The Fair Labor Standards Act sets national standards for wage and hour issues related to employees. The law empowers the Department of Labor to set eligibility standards for overtime pay as well as a series of exemptions for it. On March 7th, 2019, the Department of Labor issued a Notice of Proposed Rulemaking that will change those eligibility standards significantly.
The Department of Labor has applied a white-collar overtime exemption for a long time. Under this exemption, workers with primarily administrative or executive duties do not qualify for overtime. However, the Department has also consistently enforced a salary minimum for employees in this category to be eligible as exempt. In the early 2000s, this salary minimum equated to a little under twenty-four thousand dollars ($23,667) a year.
In 2016, the Obama administration proposed a rule change that would raise that salary minimum to almost forty-eight thousand dollars a year ($47,476). The rule change would have more than doubled the salary requirement for this exemption, making over four million additional workers across the country eligible for overtime pay. A Court in Texas blocked that rule change shortly after the 2016 presidential election. Interestingly, the Court’s reasoning seemed to apply that any salary minimum would be invalid under the law.
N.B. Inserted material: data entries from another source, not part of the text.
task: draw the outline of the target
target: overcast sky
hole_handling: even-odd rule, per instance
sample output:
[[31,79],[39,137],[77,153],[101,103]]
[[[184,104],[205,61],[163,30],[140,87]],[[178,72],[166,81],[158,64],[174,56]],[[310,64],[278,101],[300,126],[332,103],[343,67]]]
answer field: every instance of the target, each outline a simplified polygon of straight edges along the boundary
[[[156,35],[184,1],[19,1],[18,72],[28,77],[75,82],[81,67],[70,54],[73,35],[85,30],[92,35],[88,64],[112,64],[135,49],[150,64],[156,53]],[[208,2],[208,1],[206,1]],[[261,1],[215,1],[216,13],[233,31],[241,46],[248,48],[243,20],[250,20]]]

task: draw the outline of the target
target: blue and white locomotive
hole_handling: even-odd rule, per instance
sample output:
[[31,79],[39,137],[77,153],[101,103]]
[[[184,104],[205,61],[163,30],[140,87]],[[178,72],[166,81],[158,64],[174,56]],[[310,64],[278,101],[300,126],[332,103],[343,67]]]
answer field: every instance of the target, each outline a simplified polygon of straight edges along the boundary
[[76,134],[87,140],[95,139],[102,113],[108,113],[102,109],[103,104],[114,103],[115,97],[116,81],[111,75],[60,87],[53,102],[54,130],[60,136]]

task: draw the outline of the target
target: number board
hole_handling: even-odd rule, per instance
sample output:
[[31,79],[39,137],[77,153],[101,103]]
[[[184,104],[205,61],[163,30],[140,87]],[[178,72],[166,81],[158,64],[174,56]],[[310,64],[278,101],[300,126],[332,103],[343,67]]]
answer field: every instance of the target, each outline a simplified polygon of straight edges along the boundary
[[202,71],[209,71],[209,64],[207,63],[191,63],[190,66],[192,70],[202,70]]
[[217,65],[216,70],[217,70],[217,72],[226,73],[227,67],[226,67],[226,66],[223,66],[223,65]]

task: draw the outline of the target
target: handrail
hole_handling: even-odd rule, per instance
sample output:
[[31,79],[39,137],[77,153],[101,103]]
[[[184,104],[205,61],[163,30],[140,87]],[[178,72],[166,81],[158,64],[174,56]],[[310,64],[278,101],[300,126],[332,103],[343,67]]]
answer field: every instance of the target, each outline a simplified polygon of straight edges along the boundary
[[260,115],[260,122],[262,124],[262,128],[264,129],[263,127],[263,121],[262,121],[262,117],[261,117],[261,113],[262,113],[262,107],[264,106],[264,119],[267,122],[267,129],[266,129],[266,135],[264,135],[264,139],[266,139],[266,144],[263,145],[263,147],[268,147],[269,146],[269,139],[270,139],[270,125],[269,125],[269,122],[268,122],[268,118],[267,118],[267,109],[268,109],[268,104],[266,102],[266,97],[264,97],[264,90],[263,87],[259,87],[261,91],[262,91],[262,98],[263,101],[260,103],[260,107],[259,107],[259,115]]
Now, the Department of Labor has proposed a less ambitious update to the salary minimum for the white collared exemption that would go into effect in 2020. The new rule proposes raising the salary minimum from $23,667 to approximately thirty-five thousand dollars ($35,308). The update still represents an almost 50% increase in the salary minimum. Relative to inflation, however, it barely qualifies as an increase when compared to the level set in 2004.
The proposed rule does make several other changes as well. Most prominent amongst those, it allows employers to count specific non-discretionary bonus and commission payments towards the salary threshold provided the right requirements are met. It also raises the “highly compensated employee” exemption from one hundred thousand dollars a year ($100,000) to almost one hundred and fifty thousand dollars a year ($147,717).
The proposed law is sure to meet legal challenges after the sixty-day comment period passes. While the Department of Labor appears to have reached for a middle ground on the level of the salary floor, both labor advocates wishing for a higher floor and business groups happy with the current one are likely to file suit to block the regulation from taking effect in an effort to force through a regulation more in keeping with their desires.
Employers will have to review their classification of employees to ensure they remain exempt If the regulation does go into effect. Many employers already reclassified workers or increased their pay before the Court blocks the 2016 rule. Taking the extra time to review your employees’ duties and pay to ensure legal compliance can save big money in lawsuit costs.